The specific example of the coloring agent (electron-donating dye precursor) which can be used for the thermal type flat printing plate of this invention is (1) triaryl methane type compound, 3,3'-bis (p-dimethylaminophenyl) -6- Dimethylaminophthalide (crystal violet lactone), 3,3'-bis (p-dimethylaminophenyl) phthalide, 3- (p-dimethylaminophenyl) -3- (1,2-dimethylindole-3 -Yl) phthalide, 3- (p-dimethylaminophenyl) -3- (2-methylindol-3-yl) phthalide, 3- (p-dimethylaminophenyl) -3- (2-phenylindole-3 -Yl) phthalide, 3,3-bis- (1,2-dimethylindol-3-yl) -5-dimethylaminophthalide, 3,3-bis (1,2-dimethylindol-3-yl) -6-dimethylaminophthalide, 3,3-bis (9-ethylcarbazol-3-yl) -5-dimethylaminophthalide, 3,3-bis (2-phenylindol-3-yl)- 5-dimethylaminophthalide, 3-p-dimethylaminophenyl-3- (1-methylpyrrole-2-yl) -6-dimethyl-aminophthalide and the like; (2) diphenylmethane compounds, such as 4,4'-bis-dimethylaminobenzhydrinbenzyl ether, N-halophenyl leucoauramin, N-2,4,5-trichlorophenyl leucoauramin and the like; (3) As a xanthene compound, rhodamine B-anilinolactam, rhodamine Bp-nitroanilinolactam, rhodamine Bp-chloroanilinolactam, 3-diethylamino-7-dibenzylaminofluorane, 3- Diethylamino-7-octylaminofluorane, 3-diethylamino-7-phenylfluoran, 3-diethylamino-7- (3,4-dichloroanilino) fluorane, 3-diethylamino-7 -(2-chloroanilino) fluorane, 3-diethylamino-6-methyl-7-anilinofluorane, 3-dibutylamino-6-methyl-7-anilinofluorane, 3-piperidino -6-methyl-7-anilinofluorane, 3-ethyl-tolylamino-6-methyl-7-anilinofluorane, 3-ethyl-tolylamino-6-methyl-7-phenethylfluorane, 3- Diethylamino-7- (4-nitroanilino) fluorane and the like; (4) As a thiazine type compound, benzoyl leucomethylene methylene blue, p-nitrobenzoyl leucomethylene methylene blue, etc .; (5) Spiro-based compounds, 3-methyl-spiro-dinaphtopyran, 3-ethyl-spiro-dinaphtopyran, 3,3'-dichloro-spiro-dinaphtopyran, 3-benzyl-spiro-dinaphtopyran , 3-methylnaphtho- (3-methoxy-benzo) -spiropyran, 3-propyl-spiro-dibenzopyran and the like. Moreover, these can also be used together 2 or more types.

In the case where the thermal type flat plate printing plate of the present invention is a direct thermal type flat plate printing plate, it is preferable that the image forming layer is the outermost layer. In this case, the outermost layer acts as a layer having a lipophilic image portion at the time of printing and a hydrophilic non-image portion. Generally, when heat drawing is performed by a thermal head or the like, the heat-melt material and the thermoplastic particles contained in the image forming layer are melted at a certain temperature or higher. This melt is bound and fixed to the thermal head, which is the head dreg, which sticks with the printing plate, causing sticking, causing white streaks in the image, or printing noise.
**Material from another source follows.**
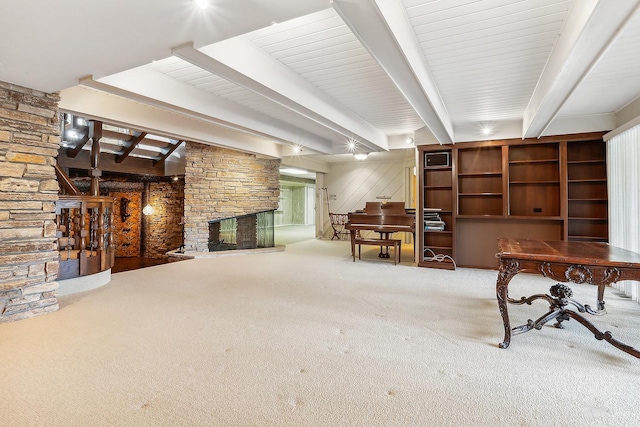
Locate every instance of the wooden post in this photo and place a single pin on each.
(95, 132)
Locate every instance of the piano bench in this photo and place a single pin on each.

However, in the present invention, as described above, when the image forming layer of the direct thermal flatbed printing plate contains at least one selected from the compounds represented by the formulas (1), (2), (3) and (4), a clear printed image is obtained and sufficient A very good effect is obtained that has print resistance and the effect of reducing background contamination as well as the sticking phenomenon.

Conventionally, in thermal printing paper and the like, inorganic pigments having high oil absorption such as silicon dioxide, zinc oxide, titanium dioxide, aluminum hydroxide and calcium carbonate are generally prescribed so as not to cause image drawing, and by adsorbing these heat melts on the inorganic pigment, The sticking phenomenon is improved by preventing binding and fixation with the thermal head. However, when the image forming layer of the thermal type flat printing plate contains the inorganic pigment, the print resistance tends to be lowered. Therefore, in the present invention, it is preferable that the image forming layer contains substantially no inorganic pigment. Here, "it does not contain an inorganic pigment substantially" means that the compounding quantity of the said inorganic pigment is less than 10 mass% with respect to the total solid amount of an image forming layer, and it is more preferable that it is less than 5 mass%.

It is preferable that it is 0.5-20 micrometers as a dry film thickness from a viewpoint of the print resistance of an image part, the water resistance of a non-image part, and mechanical strength of the thermal type flat printing plate of this invention, and it is more preferable that it is 1-10 micrometers. desirable.

As a water resistant support body which the thermal type flat printing plate of this invention has, a plastic film, a resin coated paper, a water resistant resin, etc. can be used. Specifically, Plastic films, such as polyolefin, such as polyethylene and a polypropylene, polyether sulfone, polyester, poly (meth) acrylate, polycarbonate, polyamide, and polyvinyl chloride; Resin coated papers in which these plastics are laminated or coated; The paper which was water-resistant by the wet strength agent, such as a melamine formaldehyde resin, a urea formaldehyde resin, and an epoxidized polyamide resin, is mentioned.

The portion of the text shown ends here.